Parallèlement, il y a toujours eu par rapport à nos voisins un faible appétit pour partir à l’étranger. Par exemple au Canada au moment de la guerre de 7 ans, il y a 84 000 de Français contre 1,4 million d’Anglais…

Les Français ont peu quitté la France au long des siècles, en particulier vers les colonies. Sous l’Ancien Régime, rien de comparable entre le peuplement des colonies françaises et celles de l’Espagne, du Portugal ou de l’Angleterre. Il n’est pas facile de trouver des raisons objectives à cet état des choses : la démographie française est à peu près la même que celle des autres pays (forte natalité, forte mortalité), la densité humaine sur le territoire national est plus forte en France que dans ses rivales d’outre-mer, la richesse par habitant plus forte qu’au Portugal mais moins qu’en Angleterre. On doit se résigner à voir là un trait du caractère national : on se trouve assez bien en France pour ne pas s’en trop éloigner. Dans la seconde période coloniale, la situation est différente : la France a une démographie stagnante alors que le reste de l’Europe est dans une phase de croissance très forte : d’où des vagues d’émigration au Royaume-Uni, en Allemagne, en Italie, pour n’en citer que les principales. Il en résulte que les Français ont peu de liens avec l’outre-mer et qu’ils seront assez indifférents à son évolution pourvu que l’on ne les oblige pas à y défendre la présence française. Des « arpents de neige » de Voltaire à la perte du Canada, à la satisfaction populaire à la fin de la présence française en Algérie (et au mauvais accueil fait aux Pieds-Noirs rapatriés), il y a un continuum.

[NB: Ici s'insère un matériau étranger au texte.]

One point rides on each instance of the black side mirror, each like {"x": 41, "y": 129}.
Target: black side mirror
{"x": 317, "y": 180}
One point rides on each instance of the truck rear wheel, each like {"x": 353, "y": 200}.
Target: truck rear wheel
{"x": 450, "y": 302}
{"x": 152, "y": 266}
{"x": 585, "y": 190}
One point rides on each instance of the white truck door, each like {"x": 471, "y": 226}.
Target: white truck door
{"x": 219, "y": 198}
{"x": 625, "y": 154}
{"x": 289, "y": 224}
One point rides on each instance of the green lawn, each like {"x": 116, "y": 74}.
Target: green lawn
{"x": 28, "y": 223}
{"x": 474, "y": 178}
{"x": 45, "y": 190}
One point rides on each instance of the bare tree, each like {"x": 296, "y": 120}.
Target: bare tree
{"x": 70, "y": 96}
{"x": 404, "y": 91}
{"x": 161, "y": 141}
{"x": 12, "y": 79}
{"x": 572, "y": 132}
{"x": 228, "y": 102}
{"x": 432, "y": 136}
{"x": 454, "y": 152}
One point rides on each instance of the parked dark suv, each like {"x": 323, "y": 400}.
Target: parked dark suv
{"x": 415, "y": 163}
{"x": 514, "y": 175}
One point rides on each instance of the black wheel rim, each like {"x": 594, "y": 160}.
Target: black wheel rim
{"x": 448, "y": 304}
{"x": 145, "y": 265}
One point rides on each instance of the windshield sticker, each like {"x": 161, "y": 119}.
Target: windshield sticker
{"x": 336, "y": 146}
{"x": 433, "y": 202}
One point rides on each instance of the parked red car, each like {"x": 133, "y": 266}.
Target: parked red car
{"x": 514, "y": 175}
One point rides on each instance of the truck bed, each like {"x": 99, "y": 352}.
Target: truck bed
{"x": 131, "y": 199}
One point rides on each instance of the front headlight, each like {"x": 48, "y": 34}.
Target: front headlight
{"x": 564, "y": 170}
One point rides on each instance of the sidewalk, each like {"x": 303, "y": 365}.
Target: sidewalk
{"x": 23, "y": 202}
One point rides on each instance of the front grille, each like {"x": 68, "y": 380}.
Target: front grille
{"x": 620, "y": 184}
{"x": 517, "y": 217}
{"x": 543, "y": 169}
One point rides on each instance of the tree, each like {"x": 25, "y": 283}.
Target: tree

L’attitude du peuple français pendant la Grande Guerre ne contredit-elle pas la thèse d’un peuple pacifique ?

Il est incontestable que les Français ont participé à la Grande Guerre avec courage et détermination et dans une quasi-unanimité. L’ampleur de la mobilisation (8 millions d’hommes au total) et des pertes (1,3 millions de morts et 800 000 grands invalides) en témoigne. C’est en fait le résultat de plus de 40 ans d’effort des dirigeants républicains ainsi que d’un changement de la société. Celle-ci est progressivement passée d’un primat de l’individu à celui du collectif : droit syndical et d’association, organisation de grands partis politiques, systèmes sociaux (retraites, journée de huit heures) et fiscaux (dont l’impôt sur le revenu que la guerre va imposer). L’école obligatoire a permis d’inculquer à tous une série de devoirs où celui de défendre la patrie était au premier rang, conforté par un rappel incessant de la menace allemande et du souvenir des provinces perdues. La conscription raccourcie (deux ans en 1905), effective pour tous, riches ou pauvres, et effectuée dans des conditions matérielles très améliorées, a enraciné cette institution (on est passé du mauvais numéro au bon pour les filles). C’est l’ensemble de ces transformations qui a conduit au consentement à la guerre qui nous avait été déclarée. De l’effroi devant les pertes de la guerre au retour du primat de l’individualisme, un demi-siècle d’évolutions a progressivement fermé cette parenthèse dans l’histoire des mentalités françaises.